Improved Efficiency in Recovery from Outage, Failover, and Maintenance Events:
- We are continuing to refine and test our Business Continuity Plan / Disaster Recovery procedures. Most notably, in the short term, we will establish a hot site for our operational database so that we can failover to an alternative hosting environment significantly more quickly than during this event.
- We enabled hourly backups of our operational database to avoid a long tail managing data integrity in the gap between last backup and latest state of the database.
- We’ve noted the database resource requirements needed to successfully provision a replica of our Operational Database in a high-load scenario and have a system in place to monitor as the system grows with our customer deployments and features, which means will should not have a repeat of the under-provisioning issues through failover, recovery, and maintenance events.
Improved Customer Communication:
- We are working to provide more useful self-service monitoring telemetry on our status page and customer consoles. This, in turn, will provide awareness and alerts that will offer close to real-time notifications for any future potential issues.
- We are tightening our internal escalation and customer communication run books to ensure that we respond and proactively reach out to our customers and community faster.

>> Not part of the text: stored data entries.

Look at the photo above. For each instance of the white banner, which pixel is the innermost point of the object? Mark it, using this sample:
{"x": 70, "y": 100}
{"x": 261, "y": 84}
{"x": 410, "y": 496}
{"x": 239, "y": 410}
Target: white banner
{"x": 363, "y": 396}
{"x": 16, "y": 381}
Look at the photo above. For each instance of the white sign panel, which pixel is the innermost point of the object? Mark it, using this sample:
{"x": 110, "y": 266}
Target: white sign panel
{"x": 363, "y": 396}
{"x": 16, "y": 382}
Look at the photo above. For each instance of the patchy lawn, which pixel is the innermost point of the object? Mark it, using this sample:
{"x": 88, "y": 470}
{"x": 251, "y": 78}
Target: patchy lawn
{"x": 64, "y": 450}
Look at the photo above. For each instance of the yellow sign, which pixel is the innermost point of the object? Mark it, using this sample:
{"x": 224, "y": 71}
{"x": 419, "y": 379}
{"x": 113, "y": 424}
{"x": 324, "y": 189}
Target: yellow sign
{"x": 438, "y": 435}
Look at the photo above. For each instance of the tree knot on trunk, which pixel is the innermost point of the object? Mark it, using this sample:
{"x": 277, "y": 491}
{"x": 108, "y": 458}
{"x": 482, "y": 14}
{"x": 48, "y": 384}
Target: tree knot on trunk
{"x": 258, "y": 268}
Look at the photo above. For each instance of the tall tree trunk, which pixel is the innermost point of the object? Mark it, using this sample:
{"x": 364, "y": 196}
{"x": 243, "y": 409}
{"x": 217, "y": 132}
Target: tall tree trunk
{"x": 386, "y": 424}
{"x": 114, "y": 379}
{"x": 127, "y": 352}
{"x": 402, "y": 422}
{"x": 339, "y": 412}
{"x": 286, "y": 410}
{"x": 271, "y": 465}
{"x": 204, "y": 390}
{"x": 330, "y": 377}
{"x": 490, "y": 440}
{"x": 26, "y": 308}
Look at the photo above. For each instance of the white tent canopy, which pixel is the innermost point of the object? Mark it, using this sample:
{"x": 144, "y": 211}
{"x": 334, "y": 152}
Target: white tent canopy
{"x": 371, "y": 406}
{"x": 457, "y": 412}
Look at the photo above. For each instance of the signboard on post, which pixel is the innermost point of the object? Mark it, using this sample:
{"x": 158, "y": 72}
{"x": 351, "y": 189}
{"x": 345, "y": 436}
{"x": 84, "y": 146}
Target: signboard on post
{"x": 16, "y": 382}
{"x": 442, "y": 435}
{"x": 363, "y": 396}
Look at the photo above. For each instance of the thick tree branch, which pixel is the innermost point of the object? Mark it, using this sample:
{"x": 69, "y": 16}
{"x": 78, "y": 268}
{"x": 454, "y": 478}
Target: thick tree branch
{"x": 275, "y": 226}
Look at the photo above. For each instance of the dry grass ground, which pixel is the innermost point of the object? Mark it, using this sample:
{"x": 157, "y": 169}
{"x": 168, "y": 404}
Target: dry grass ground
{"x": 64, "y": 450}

- We will continue to provide greater transparency and increased frequency of updates on mission critical aspects of our platform on our status page
Thank you for taking the time to read this post. Our customers entrust Particle with the management and monitoring of their products and I fully understand how critical the availability of our systems is to our customer’s products. I hope this visibility and transparency is useful information for our customers and potential customers evaluating our solution and serves to communicate how seriously we take this responsibility.